Joslin came to with a jump, her big pop-eyes blinking in alarm while Galen floundered clumsily, grabbing at her shirt and inadvertently exposing more of her skin than Manny had ever wanted to see. He had a glimpse of a lattice pattern of thin scars across her chest.

"You are prepared to show me the start-up, aren't you?" he said, staring hard at Galen.

"Right, right. Of course." Blinking, he elbowed his twitch and motioned for her to cover herself up. She did so, staring at him as if she didn't know who he was or how she had come to be sitting next to him.

"You told me everything was ready," Manny said.

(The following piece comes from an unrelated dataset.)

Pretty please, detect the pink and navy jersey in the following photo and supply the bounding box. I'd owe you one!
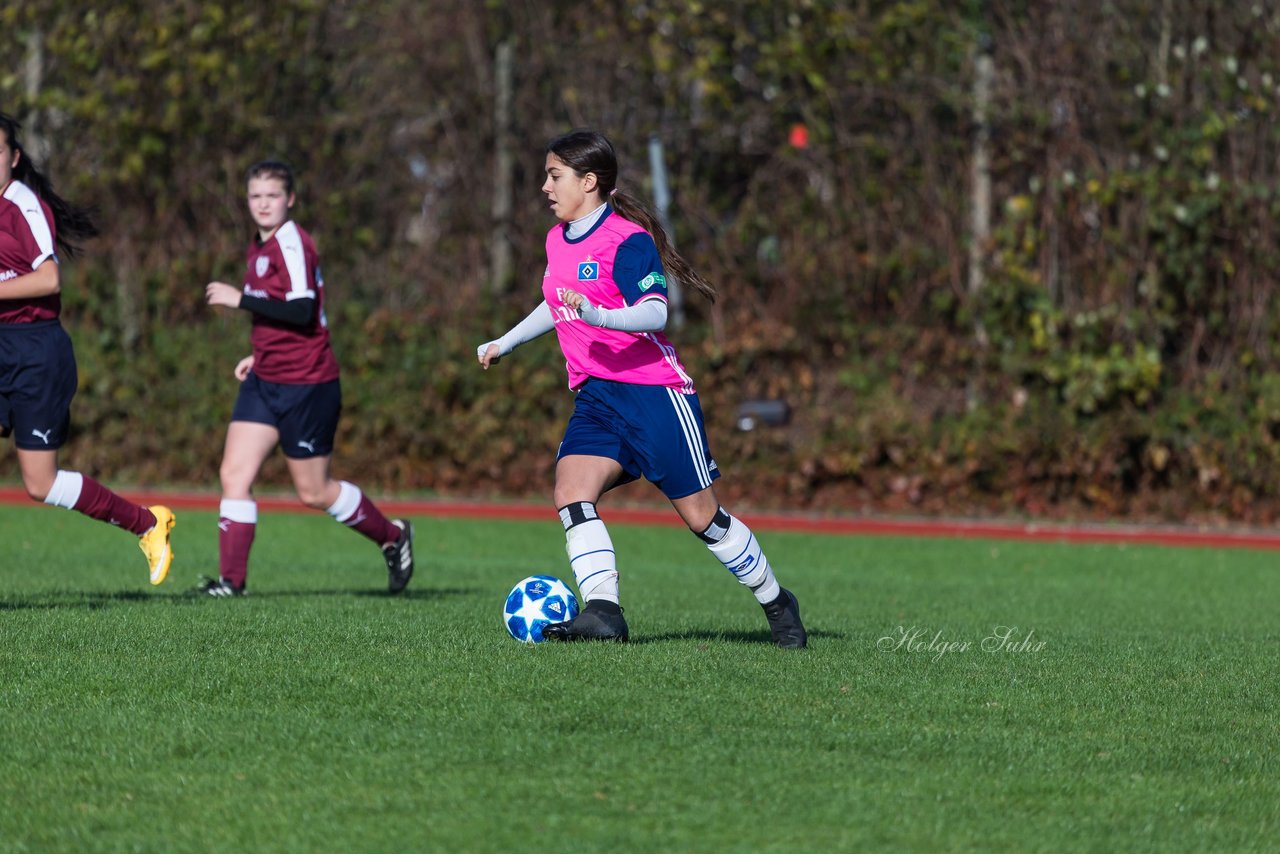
[543,207,694,394]
[0,179,63,323]
[244,220,338,384]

Joslin turned her head slowly from Galen to look at him. "Everything's ready," she said in her high-pitched monotone. "We've got everything except the heads."

"You'll be getting those soon." Manny turned away from her as they approached the gate. The heads, he thought. Jesus wept.

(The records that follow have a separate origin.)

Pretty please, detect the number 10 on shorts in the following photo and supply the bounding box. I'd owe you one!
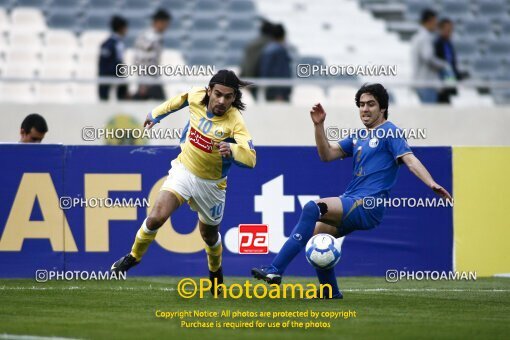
[238,224,269,254]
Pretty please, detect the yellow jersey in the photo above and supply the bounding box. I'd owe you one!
[150,87,256,180]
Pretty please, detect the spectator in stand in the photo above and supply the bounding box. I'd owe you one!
[411,9,451,104]
[259,24,292,102]
[241,19,274,98]
[434,18,467,103]
[19,113,48,143]
[133,9,172,100]
[99,16,128,100]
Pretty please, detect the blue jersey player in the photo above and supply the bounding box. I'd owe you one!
[252,84,452,299]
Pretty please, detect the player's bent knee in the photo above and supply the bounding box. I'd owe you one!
[145,215,166,230]
[301,201,327,221]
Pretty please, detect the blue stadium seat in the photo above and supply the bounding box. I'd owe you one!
[163,31,183,49]
[485,36,510,62]
[190,37,218,53]
[440,0,472,21]
[191,18,221,37]
[227,37,250,51]
[470,56,503,80]
[85,0,118,15]
[0,0,13,10]
[122,0,155,16]
[48,0,83,15]
[227,19,258,34]
[14,0,48,8]
[85,13,111,30]
[227,0,257,20]
[405,0,437,22]
[47,13,77,31]
[499,19,510,36]
[461,18,494,41]
[223,51,243,66]
[478,0,510,21]
[186,54,223,65]
[126,13,151,31]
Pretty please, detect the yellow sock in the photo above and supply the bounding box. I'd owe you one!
[205,233,223,272]
[131,221,157,261]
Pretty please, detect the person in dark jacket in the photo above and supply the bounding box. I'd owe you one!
[259,24,292,102]
[434,18,466,103]
[99,16,128,100]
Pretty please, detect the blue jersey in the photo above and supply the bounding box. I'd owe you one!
[339,121,412,198]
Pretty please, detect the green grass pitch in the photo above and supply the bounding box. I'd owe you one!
[0,277,510,340]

"We've got everything except the heads," she said again.

"Manny says we'll be getting those soon," Galen told her soothingly.

"Well, I know," she snapped. "I heard him."

Manny took a long breath and let it out slowly. The doctors Diversifications had recruited were all experienced in implantation. The assistant chief of surgery, Travis, had assured him there would be no problem learning the technique Joslin had developed; a socket wasn't really so different from the more usual kind of therapeutic implant. Which meant it would be easy for Travis to take over after they squeezed Joslin out, possibly with the help of her own procedure. He would have to ask Travis how it could be engineered.